It was late October when Hurricane Sandy, already deadly in the Caribbean, took a westward turn and merged with a weather pattern in the Atlantic Ocean. And while the greatest wrath was born by New York and New Jersey, the 1,000-mile-across storm did not leave Massachusetts unscathed.
The American Red Cross of Massachusetts opened the Disaster Operations Center in Cambridge, where volunteers and staff quickly began organizing a response. Volunteers would eventually run eight shelters and tour damaged neighborhoods offering support before heading to South.
Parts of New York, New Jersey, Connecticut and Rhode Island sustained significant destruction, and needed Massachusetts’ help. That’s when your local volunteers began to deploy to places like New York and New Jersey to help with everything from running shelters to feeding residents who had been weeks without power. Within months 60 deployments were made from the Cambridge headquarters of the Red Cross.

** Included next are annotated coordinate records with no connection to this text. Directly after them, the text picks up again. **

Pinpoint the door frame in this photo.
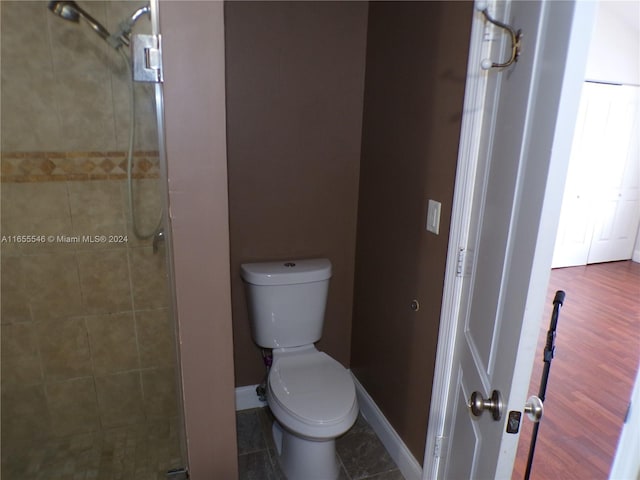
[423,0,597,479]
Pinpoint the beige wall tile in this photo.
[0,215,76,255]
[129,247,169,310]
[0,385,51,450]
[47,2,117,150]
[67,180,124,223]
[0,356,42,389]
[142,368,178,419]
[122,179,162,247]
[22,253,83,320]
[95,372,145,427]
[135,308,176,368]
[76,250,132,313]
[86,313,139,375]
[46,377,100,436]
[0,322,42,388]
[36,317,92,381]
[0,322,38,360]
[2,183,70,219]
[0,255,31,323]
[0,1,62,151]
[68,180,127,250]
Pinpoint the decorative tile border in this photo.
[0,151,160,183]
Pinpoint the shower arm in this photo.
[106,4,151,49]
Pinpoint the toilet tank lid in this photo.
[240,258,331,285]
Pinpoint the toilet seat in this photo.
[267,349,358,438]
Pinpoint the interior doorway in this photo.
[513,2,640,479]
[512,260,640,480]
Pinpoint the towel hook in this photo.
[477,2,522,70]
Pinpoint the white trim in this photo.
[236,385,267,412]
[351,372,422,480]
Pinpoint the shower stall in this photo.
[0,0,186,480]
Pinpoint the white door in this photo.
[553,83,640,267]
[587,84,640,263]
[423,1,594,479]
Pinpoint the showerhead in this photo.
[48,0,151,49]
[49,2,80,22]
[49,0,111,40]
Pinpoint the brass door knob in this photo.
[469,390,504,422]
[524,395,544,423]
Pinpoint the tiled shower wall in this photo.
[0,1,178,464]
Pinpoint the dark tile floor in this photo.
[236,408,404,480]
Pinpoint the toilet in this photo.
[240,258,358,480]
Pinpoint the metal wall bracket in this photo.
[131,34,163,83]
[167,468,189,480]
[477,2,522,70]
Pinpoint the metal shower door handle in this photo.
[469,390,504,422]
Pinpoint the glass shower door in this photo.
[0,1,186,480]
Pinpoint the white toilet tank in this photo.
[240,258,331,348]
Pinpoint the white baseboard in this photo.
[236,385,267,411]
[351,372,422,480]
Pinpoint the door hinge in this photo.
[433,436,447,458]
[131,34,163,83]
[456,248,471,277]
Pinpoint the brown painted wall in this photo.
[160,1,238,480]
[225,2,367,386]
[351,2,473,462]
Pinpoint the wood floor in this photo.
[513,261,640,480]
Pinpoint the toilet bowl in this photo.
[267,347,358,480]
[241,259,358,480]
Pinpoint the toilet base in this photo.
[272,421,339,480]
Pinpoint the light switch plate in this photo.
[427,200,442,235]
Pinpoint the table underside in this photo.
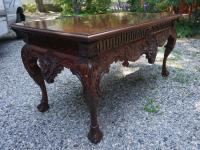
[22,21,176,143]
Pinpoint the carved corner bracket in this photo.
[38,51,64,83]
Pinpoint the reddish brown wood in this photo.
[12,13,178,143]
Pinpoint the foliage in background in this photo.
[23,3,37,13]
[176,19,200,38]
[55,0,111,15]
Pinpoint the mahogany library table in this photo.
[12,13,179,143]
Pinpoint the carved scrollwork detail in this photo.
[39,51,64,83]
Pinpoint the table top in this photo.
[12,12,178,41]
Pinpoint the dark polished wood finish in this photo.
[12,13,179,143]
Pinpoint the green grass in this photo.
[144,99,160,113]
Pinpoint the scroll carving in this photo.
[39,51,64,83]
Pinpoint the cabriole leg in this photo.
[162,30,176,77]
[21,45,49,112]
[72,65,103,144]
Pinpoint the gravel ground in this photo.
[0,39,200,150]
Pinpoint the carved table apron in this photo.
[12,13,178,143]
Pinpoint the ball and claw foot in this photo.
[37,102,49,112]
[88,127,103,144]
[122,60,129,67]
[162,70,169,77]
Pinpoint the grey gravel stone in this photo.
[0,39,200,150]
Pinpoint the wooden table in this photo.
[12,13,179,143]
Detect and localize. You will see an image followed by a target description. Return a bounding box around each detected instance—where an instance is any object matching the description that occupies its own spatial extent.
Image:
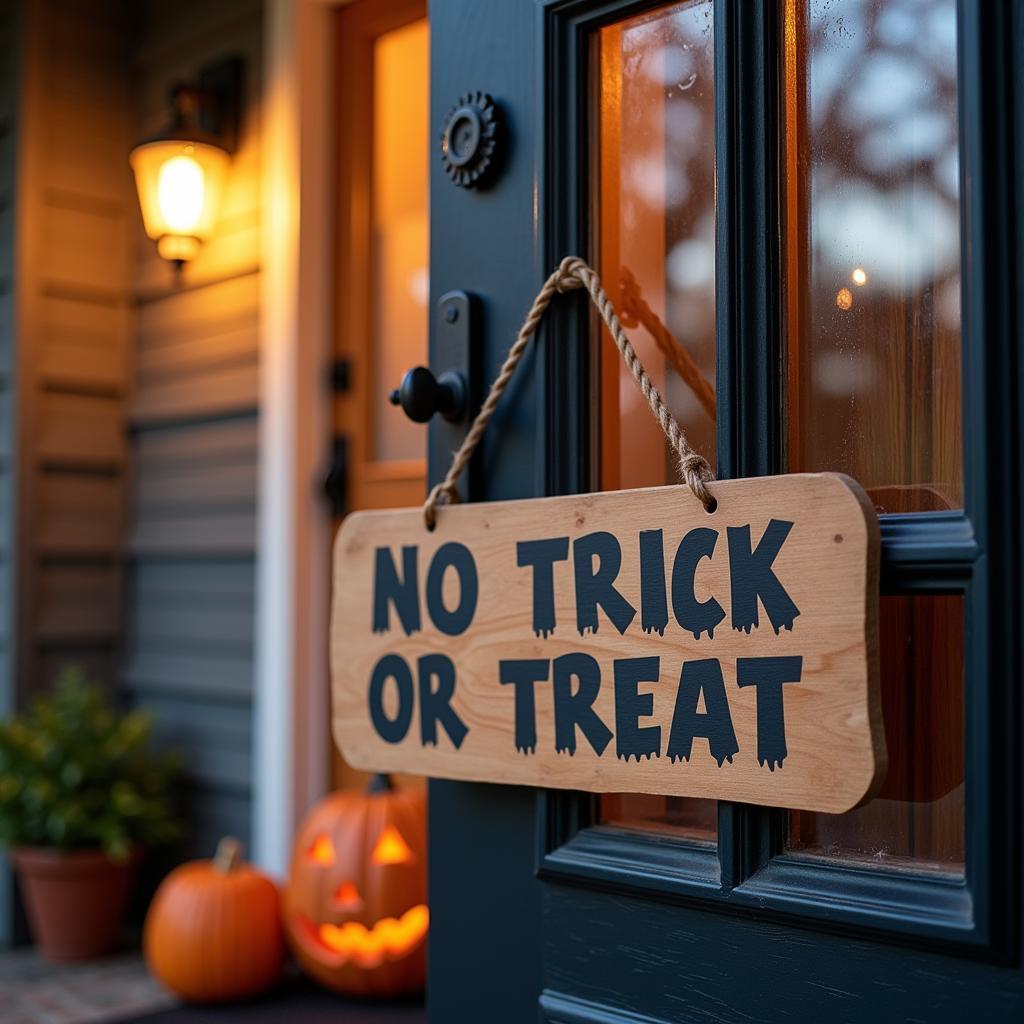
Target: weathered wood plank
[37,564,121,643]
[36,392,126,467]
[36,471,125,555]
[41,203,129,296]
[331,473,886,813]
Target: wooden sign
[331,473,886,812]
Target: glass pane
[786,0,963,512]
[591,0,717,841]
[790,595,965,873]
[370,18,433,461]
[601,793,718,843]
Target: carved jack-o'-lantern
[285,775,429,995]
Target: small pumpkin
[142,838,285,1002]
[285,775,429,996]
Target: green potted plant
[0,669,178,961]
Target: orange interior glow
[371,825,416,864]
[334,882,362,912]
[316,903,430,968]
[306,834,334,864]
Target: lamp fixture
[129,58,241,269]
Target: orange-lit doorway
[331,0,429,786]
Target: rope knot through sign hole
[423,256,718,529]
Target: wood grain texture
[331,474,886,813]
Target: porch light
[129,61,238,268]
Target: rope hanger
[423,256,717,529]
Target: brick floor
[0,949,173,1024]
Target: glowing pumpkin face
[285,776,429,995]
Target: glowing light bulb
[157,155,206,234]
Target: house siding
[121,0,262,855]
[0,3,20,943]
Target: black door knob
[388,367,466,423]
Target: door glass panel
[790,595,964,873]
[785,0,963,512]
[591,0,716,840]
[785,0,965,873]
[370,18,432,462]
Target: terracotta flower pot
[11,846,137,961]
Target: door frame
[253,0,347,874]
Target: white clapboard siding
[122,0,262,827]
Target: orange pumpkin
[142,839,285,1002]
[285,775,429,995]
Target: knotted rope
[423,256,716,529]
[620,266,717,423]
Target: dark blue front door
[429,0,1024,1024]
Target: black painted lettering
[572,531,637,636]
[516,537,569,634]
[668,657,739,768]
[426,541,479,637]
[613,657,662,761]
[736,656,804,771]
[552,653,611,757]
[728,519,800,634]
[374,545,420,636]
[368,654,415,743]
[419,654,469,750]
[672,526,725,640]
[498,657,551,754]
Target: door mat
[111,981,427,1024]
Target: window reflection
[785,0,965,873]
[786,0,963,512]
[591,0,717,842]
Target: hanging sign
[331,473,886,813]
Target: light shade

Volunteers from all over jumped into the effort, leaving their families behind for weeks at a time. Our CEO Jarrett Barrios also deployed. He supported shelter operations in the hard-hit areas of western Long Island, sleeping on a cot in a staff shelter. Many, like volunteer Lisa Contee of Medford, deployed more than once. She drove an Emergency Response Vehicle based in Boston to New York to help feed people in affected neighborhoods. Nationally, the Red Cross sent more than 230 vehicles to support recovery.
Spontaneous volunteer Daniel Lim most recently deployed in March, where he assisted displaced New Yorkers seeking to rebuild their lives. Those experiences in New York came in handy in Lynn in March when 75 people were displaced from their homes – Lim was among those with a wealth of experience jumping in to help those families recover.
Six months after Superstorm Sandy hit, the numbers are staggering: Red Cross volunteers distributed 7 million relief items, provided more than 17 million meals and snacks, provided nearly 113,000 health services and emotional support contacts for people living in extremely tough conditions, and provided more than 81,000 shelter stays.